First, some fun. If key U.S. allies in Europe, including Britain, already heavily rely on Huawei products and services for basic broadband services, then the clever Chinese armed forces may already be able to neutralize key NATO members. Under one of the biggest telecom procurement contracts ever, signed in 2005, Huawei has been a critical supplier for British Telecom’s high speed broadband. BT has called Huawei a “world class supplier”. Ooops! There goes Britain.
Is the reverse also true? Have the clever American spies planted secret codes in the telecoms and IT equipment sold by leading US suppliers around the world, including to China? We should note that some of China’s modern warships depend on supply of foreign technology, including in some cases foreign communications equipment.

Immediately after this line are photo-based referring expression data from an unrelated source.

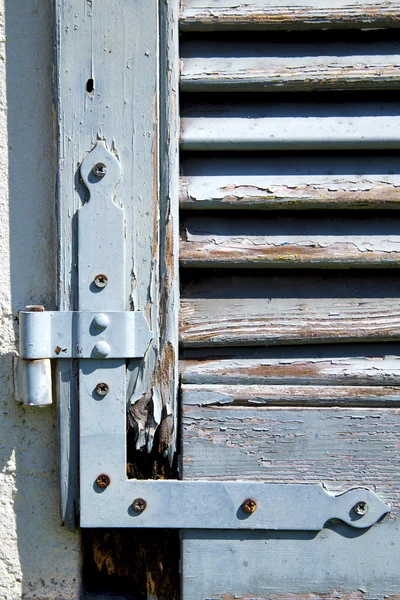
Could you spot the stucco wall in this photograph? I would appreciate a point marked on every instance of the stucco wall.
(38, 558)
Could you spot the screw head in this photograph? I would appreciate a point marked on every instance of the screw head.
(139, 505)
(361, 508)
(101, 321)
(249, 505)
(103, 481)
(102, 349)
(101, 280)
(102, 389)
(99, 169)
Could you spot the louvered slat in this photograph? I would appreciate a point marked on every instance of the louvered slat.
(287, 14)
(298, 183)
(294, 72)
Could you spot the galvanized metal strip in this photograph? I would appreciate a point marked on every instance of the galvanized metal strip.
(78, 334)
(223, 505)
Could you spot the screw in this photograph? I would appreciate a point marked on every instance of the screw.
(139, 505)
(101, 280)
(35, 308)
(99, 169)
(249, 505)
(361, 508)
(102, 389)
(103, 481)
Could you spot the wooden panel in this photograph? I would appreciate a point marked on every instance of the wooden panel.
(288, 74)
(251, 132)
(337, 446)
(288, 14)
(330, 370)
(289, 395)
(265, 182)
(340, 447)
(335, 564)
(309, 240)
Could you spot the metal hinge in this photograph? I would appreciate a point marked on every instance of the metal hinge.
(86, 334)
(102, 336)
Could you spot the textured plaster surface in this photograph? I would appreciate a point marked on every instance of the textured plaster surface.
(38, 558)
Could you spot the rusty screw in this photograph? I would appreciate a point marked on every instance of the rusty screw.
(103, 481)
(99, 169)
(361, 508)
(139, 505)
(249, 505)
(102, 389)
(101, 280)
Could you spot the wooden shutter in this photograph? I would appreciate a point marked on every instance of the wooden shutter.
(289, 256)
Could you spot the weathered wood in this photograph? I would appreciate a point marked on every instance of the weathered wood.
(271, 183)
(340, 447)
(311, 241)
(335, 564)
(290, 395)
(288, 14)
(108, 88)
(288, 74)
(298, 310)
(328, 371)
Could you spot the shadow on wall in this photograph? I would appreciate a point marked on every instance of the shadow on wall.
(48, 554)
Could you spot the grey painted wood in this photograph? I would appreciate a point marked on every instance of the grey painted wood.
(103, 50)
(309, 240)
(290, 395)
(287, 14)
(313, 132)
(271, 183)
(339, 447)
(294, 72)
(332, 565)
(331, 370)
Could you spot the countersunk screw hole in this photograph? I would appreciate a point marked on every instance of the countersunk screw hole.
(101, 280)
(139, 505)
(103, 481)
(102, 389)
(99, 169)
(249, 505)
(361, 508)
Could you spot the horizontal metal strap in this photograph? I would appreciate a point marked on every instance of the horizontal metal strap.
(83, 335)
(225, 505)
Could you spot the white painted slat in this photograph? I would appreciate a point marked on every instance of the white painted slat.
(312, 132)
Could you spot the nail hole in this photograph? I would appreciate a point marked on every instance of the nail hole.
(90, 87)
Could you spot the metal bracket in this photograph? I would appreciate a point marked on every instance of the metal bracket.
(93, 332)
(102, 335)
(224, 505)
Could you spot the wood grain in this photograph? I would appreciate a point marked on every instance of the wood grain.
(377, 370)
(283, 14)
(308, 240)
(305, 74)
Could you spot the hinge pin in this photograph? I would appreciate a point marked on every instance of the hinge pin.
(139, 505)
(101, 280)
(102, 389)
(99, 169)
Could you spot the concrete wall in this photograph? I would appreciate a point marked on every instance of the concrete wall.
(38, 558)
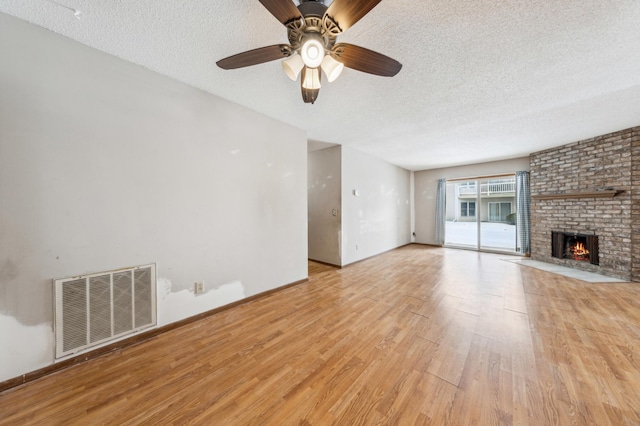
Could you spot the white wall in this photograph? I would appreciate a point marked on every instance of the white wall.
(426, 183)
(379, 218)
(324, 208)
(104, 164)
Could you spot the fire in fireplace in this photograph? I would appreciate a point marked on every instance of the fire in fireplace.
(575, 246)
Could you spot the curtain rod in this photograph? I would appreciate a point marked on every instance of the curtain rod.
(482, 177)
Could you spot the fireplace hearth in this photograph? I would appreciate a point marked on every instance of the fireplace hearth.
(575, 246)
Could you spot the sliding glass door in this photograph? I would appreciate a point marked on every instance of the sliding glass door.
(480, 214)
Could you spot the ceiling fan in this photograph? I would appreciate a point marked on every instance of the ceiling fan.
(312, 29)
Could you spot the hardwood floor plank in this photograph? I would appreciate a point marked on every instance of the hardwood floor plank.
(419, 335)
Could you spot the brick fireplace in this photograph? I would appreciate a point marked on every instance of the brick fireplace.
(588, 189)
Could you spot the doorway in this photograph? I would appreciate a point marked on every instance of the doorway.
(480, 214)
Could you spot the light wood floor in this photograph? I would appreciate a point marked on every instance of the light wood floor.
(419, 335)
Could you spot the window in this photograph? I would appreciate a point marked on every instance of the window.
(468, 209)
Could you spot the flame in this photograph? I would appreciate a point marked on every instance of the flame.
(580, 252)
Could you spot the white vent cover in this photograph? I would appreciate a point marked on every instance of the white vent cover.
(94, 309)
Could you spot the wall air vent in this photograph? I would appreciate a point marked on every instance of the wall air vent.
(95, 309)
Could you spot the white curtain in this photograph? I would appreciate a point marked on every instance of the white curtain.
(441, 210)
(523, 213)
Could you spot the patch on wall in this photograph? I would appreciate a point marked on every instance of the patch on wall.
(24, 348)
(185, 303)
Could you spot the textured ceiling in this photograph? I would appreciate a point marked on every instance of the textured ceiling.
(481, 80)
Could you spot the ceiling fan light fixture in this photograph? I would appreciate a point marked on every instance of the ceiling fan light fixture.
(312, 52)
(331, 68)
(292, 66)
(311, 79)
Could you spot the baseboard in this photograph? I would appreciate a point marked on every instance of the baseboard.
(325, 263)
(376, 255)
(130, 341)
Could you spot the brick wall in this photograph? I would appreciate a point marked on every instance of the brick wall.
(608, 161)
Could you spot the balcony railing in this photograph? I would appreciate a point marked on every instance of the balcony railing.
(488, 188)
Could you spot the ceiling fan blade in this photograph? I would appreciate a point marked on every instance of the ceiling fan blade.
(365, 60)
(345, 13)
(255, 56)
(284, 10)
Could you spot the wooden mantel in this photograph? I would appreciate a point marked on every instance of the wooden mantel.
(587, 194)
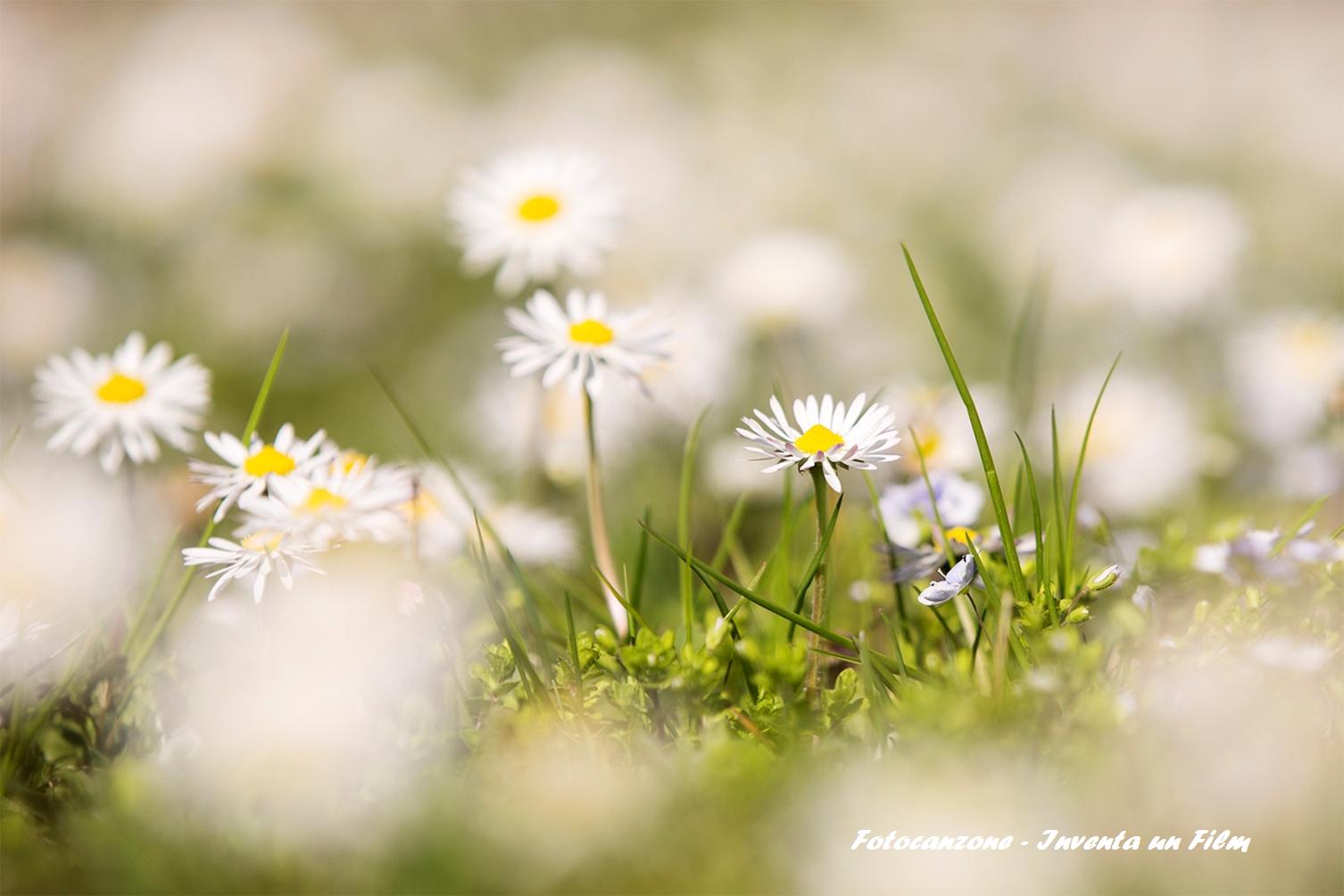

The founder of Huawei, Ren Zhengfei, used to be a member of the Chinese armed forces. This is one source of suspicion of Huawei. Ironically, according to one source, he was denied Communist Party membership because of the Kuomintang political background of his parents. And he was pushed out of the army in the first big wave of demobilizations under Deng Xiaoping in 1982.
Seriously though, and this second point is very important, overcoming the mis-trust of Huawei in the United States is important. To do this, China needs to take certain steps alone and China and the United States need to work together on yet other measures. For its part, China must do something about the unremitting and massive attacks from its territory on foreign networks and confidential data. Of course, its choices are limited both technically and politically. But according to a well-informed source, the Chinese government does have in place the potential for physical control of all internet gateways for traffic passing into and out of China. It needs to work on strategies for reversing the growing mis-trust of it on account of its global electronic invasion.
Together, the governments of China and the United States need to work with their leading corporations to set up a system for guaranteeing supply chain integrity. This has complex technical and political aspects, and it probably can never be 100 per cent guaranteed. But comprehensive new measures need to be put in place. Huawei has been honoured as Vodafone’s Supplier of the Year and has been given the Financial Times' Arcelor Mittal Boldness in Business award, among others. But China needs to do more. The anxious Americans could also relax a little. Security interdependence in ICT is here to stay. American politics needs to come to terms with that and work out with China the rules that protect their separate and their mutual interests.